Laporan Wartawan Tribunnews.com, Yanuar Riezqi Yovanda
TRIBUNNEWS.COM, JAKARTA - Chief Economist The Indonesia Economic Intelligence Sunarsip menyatakan, Indonesia tetap akan menghadapi persoalan defisit transaksi berjalan (current account deficit/CAD) pada tahun depan.
Sunarsip menjelaskan, CAD diperkirakan ada di level 2,5 persen hingga 3 persen didorong harga minyak yang diperkirakan turun jadi sekira 58 dolar AS per barel.
"Biasanya harga minyak turun harga komoditas lain juga turun. Kita tetap hadapi CAD yang tinggi, terutama karena dorongan dari sektor minyak dan gas," ujarnya di kawasan Tendean, Jakarta, Jumat (6/12/2019).
Mencegah anjloknya harga minyak tersebut, ia menambahkan, pemerintah menggenjot pembangunan beberapa kilang di Tuban dan Cilacap.
Baca: Kembali Melemah, Rupiah Tembus Rp 14.100 Per Dolar AS
Selain itu ekspor non migas juga diperkirakannya melemah akibat ada perang dagang, sehingga pemerintah mengambil kebijakan hilirisasi.
"Di tengah perang dagang ini pemerintah menggalakan kebijakan hilirisasi, agro industri. Daripada harga turun maka kita manfaatkan sendiri, sehingga bisa beri nilai tambah," katanya.

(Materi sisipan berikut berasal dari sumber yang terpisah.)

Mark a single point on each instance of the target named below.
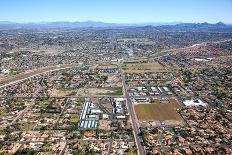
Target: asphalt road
(132, 116)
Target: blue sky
(116, 11)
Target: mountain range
(93, 24)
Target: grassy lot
(143, 67)
(158, 111)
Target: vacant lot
(143, 67)
(158, 111)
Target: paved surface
(135, 127)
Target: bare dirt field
(143, 67)
(158, 111)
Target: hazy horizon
(116, 11)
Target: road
(132, 114)
(27, 75)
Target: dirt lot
(143, 67)
(158, 111)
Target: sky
(117, 11)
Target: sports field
(158, 111)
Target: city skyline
(119, 11)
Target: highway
(27, 75)
(132, 114)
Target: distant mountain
(64, 24)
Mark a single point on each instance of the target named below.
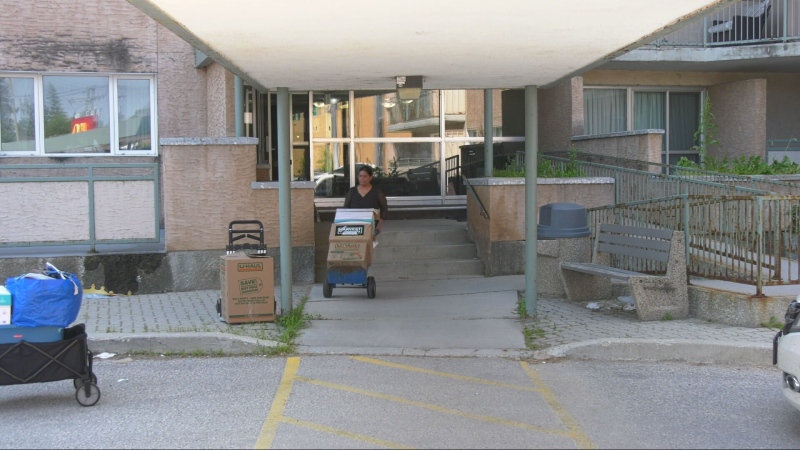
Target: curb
(610, 349)
(176, 342)
(682, 350)
(429, 352)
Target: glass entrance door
(300, 132)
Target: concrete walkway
(454, 317)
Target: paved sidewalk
(411, 317)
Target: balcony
(749, 35)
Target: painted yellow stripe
(326, 429)
(270, 428)
(575, 431)
(444, 374)
(436, 408)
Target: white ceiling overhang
(453, 44)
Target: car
(786, 353)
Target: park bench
(656, 296)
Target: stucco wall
(560, 115)
(208, 186)
(219, 86)
(92, 36)
(182, 96)
(740, 110)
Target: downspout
(531, 157)
(488, 133)
(285, 198)
(238, 95)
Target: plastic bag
(53, 299)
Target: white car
(786, 353)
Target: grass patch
(531, 335)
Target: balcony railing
(744, 22)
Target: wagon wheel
(87, 397)
(78, 382)
(371, 287)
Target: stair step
(429, 236)
(398, 253)
(427, 270)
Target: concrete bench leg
(581, 286)
(657, 297)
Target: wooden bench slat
(599, 269)
(636, 242)
(637, 231)
(635, 252)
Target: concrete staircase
(425, 250)
(416, 249)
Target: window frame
(113, 92)
(667, 90)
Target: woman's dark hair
(367, 169)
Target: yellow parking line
(275, 414)
(575, 431)
(444, 374)
(436, 408)
(339, 432)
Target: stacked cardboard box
(247, 285)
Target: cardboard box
(5, 306)
(351, 241)
(247, 289)
(10, 334)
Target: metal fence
(633, 185)
(79, 204)
(744, 239)
(744, 22)
(756, 182)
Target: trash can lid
(562, 220)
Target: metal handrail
(470, 189)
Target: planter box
(501, 238)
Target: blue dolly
(350, 223)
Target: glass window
(76, 114)
(329, 110)
(384, 115)
(17, 123)
(464, 113)
(684, 112)
(331, 170)
(604, 111)
(133, 110)
(403, 168)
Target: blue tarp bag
(49, 300)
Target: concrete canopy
(453, 44)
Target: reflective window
(331, 171)
(133, 110)
(329, 110)
(464, 113)
(385, 115)
(17, 122)
(76, 115)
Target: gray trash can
(562, 220)
(562, 234)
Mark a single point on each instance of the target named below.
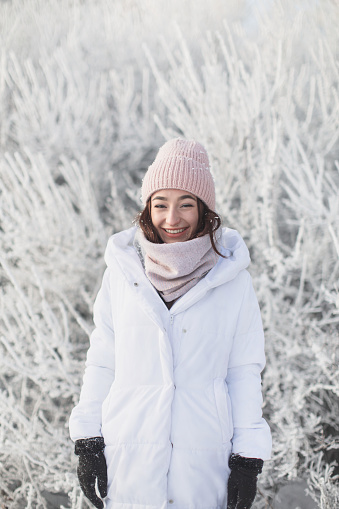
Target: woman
(170, 408)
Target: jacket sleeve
(251, 434)
(85, 419)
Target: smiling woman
(170, 409)
(174, 215)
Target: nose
(172, 218)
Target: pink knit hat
(180, 164)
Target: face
(174, 214)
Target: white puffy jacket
(173, 392)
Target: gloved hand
(91, 467)
(242, 482)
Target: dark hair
(208, 223)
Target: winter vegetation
(89, 89)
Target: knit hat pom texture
(180, 164)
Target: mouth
(179, 230)
(174, 233)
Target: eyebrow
(184, 197)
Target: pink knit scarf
(175, 268)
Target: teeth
(175, 231)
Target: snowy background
(89, 89)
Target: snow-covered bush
(88, 91)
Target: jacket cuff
(253, 465)
(88, 446)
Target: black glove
(92, 466)
(242, 482)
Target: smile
(175, 231)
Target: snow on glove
(91, 468)
(242, 482)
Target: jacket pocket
(224, 409)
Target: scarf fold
(176, 267)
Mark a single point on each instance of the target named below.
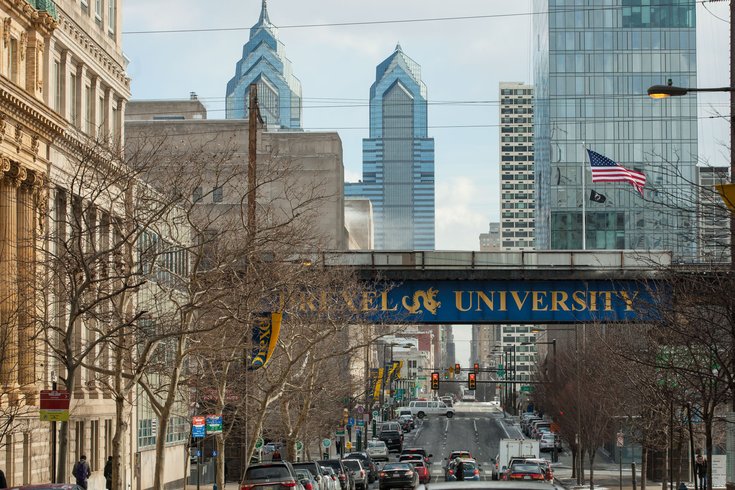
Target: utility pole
(253, 118)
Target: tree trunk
(592, 455)
(219, 444)
(163, 418)
(62, 461)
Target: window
(56, 103)
(111, 16)
(101, 115)
(73, 100)
(13, 60)
(217, 194)
(98, 12)
(89, 102)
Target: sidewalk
(606, 471)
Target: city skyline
(464, 121)
(398, 158)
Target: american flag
(605, 170)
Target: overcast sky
(461, 60)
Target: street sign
(54, 406)
(214, 424)
(197, 426)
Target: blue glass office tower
(398, 158)
(264, 62)
(593, 64)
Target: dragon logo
(429, 300)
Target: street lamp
(552, 343)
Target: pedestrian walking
(108, 473)
(81, 471)
(700, 464)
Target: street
(474, 428)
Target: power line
(397, 21)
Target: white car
(377, 450)
(422, 408)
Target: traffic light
(434, 381)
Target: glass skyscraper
(594, 61)
(398, 158)
(264, 63)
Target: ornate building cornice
(95, 51)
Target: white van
(421, 409)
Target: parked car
(422, 469)
(316, 471)
(418, 450)
(377, 450)
(548, 442)
(398, 475)
(545, 467)
(331, 478)
(469, 467)
(358, 473)
(343, 476)
(393, 439)
(367, 463)
(270, 474)
(307, 479)
(407, 423)
(422, 409)
(524, 471)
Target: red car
(422, 470)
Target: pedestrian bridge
(506, 287)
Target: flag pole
(584, 199)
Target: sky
(462, 62)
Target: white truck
(513, 448)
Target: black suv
(367, 462)
(392, 439)
(345, 479)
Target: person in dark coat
(81, 471)
(108, 473)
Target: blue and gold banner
(266, 329)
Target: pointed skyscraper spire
(264, 20)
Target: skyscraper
(264, 63)
(398, 158)
(593, 65)
(517, 192)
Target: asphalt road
(473, 428)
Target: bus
(468, 395)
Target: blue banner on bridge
(523, 301)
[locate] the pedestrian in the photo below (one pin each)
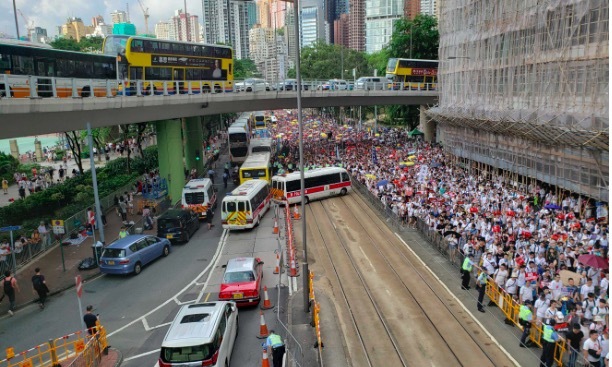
(40, 287)
(525, 319)
(90, 320)
(275, 342)
(225, 178)
(481, 286)
(466, 270)
(549, 338)
(5, 186)
(209, 215)
(10, 288)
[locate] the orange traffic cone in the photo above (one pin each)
(267, 304)
(263, 328)
(296, 213)
(277, 268)
(264, 359)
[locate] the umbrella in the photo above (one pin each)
(593, 261)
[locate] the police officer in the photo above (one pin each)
(466, 270)
(275, 342)
(481, 285)
(525, 319)
(549, 337)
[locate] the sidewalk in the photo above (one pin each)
(50, 263)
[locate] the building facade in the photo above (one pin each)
(531, 98)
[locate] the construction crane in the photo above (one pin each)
(145, 12)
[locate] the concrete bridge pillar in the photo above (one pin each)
(427, 127)
(192, 132)
(169, 147)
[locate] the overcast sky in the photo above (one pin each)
(51, 13)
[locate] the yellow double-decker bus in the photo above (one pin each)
(179, 65)
(413, 74)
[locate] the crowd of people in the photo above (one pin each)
(526, 237)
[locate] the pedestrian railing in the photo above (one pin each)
(78, 349)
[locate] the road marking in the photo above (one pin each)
(367, 258)
(459, 301)
(173, 298)
(141, 355)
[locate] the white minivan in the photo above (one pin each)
(201, 334)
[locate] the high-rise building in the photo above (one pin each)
(412, 8)
(341, 36)
(162, 30)
(75, 29)
(119, 16)
(357, 25)
(379, 19)
(530, 98)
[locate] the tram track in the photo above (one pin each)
(418, 318)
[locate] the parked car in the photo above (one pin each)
(372, 83)
(202, 334)
(129, 254)
(177, 225)
(242, 281)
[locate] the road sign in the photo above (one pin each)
(58, 226)
(10, 228)
(79, 284)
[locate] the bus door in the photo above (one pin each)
(45, 69)
(179, 75)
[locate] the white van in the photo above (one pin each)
(201, 334)
(198, 195)
(371, 83)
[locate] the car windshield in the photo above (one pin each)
(238, 276)
(194, 353)
(113, 253)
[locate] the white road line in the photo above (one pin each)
(141, 355)
(173, 298)
(459, 302)
(224, 239)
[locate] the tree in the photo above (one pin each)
(67, 44)
(244, 68)
(416, 39)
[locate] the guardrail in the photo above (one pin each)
(78, 349)
(35, 87)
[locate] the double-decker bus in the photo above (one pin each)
(246, 205)
(239, 138)
(20, 59)
(204, 67)
(257, 165)
(319, 183)
(413, 74)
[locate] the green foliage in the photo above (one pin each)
(423, 30)
(244, 68)
(326, 61)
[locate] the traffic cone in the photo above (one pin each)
(267, 304)
(277, 268)
(263, 328)
(264, 359)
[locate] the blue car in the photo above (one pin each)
(129, 254)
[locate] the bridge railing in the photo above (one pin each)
(35, 87)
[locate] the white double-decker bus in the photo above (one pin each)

Adapun, Sunarsip optimistis pertumbuhan ekonomi Indonesia masih bisa menembus 5 persen dengan nilai tukar rupiah stabil di kisaran Rp 14.200- Rp 14.500 per dolar AS dan inflasi terjaga di 3,3 persen plus minus 1 persen.
"Ini cukup proporsional ditengah dinamika eksternal. Terjaganya nilai tukar dan inflasi untuk menjaga reputasi ekonomi di pelaku pasar uang bahwa ekonomi Indonesia stabil," pungkasnya.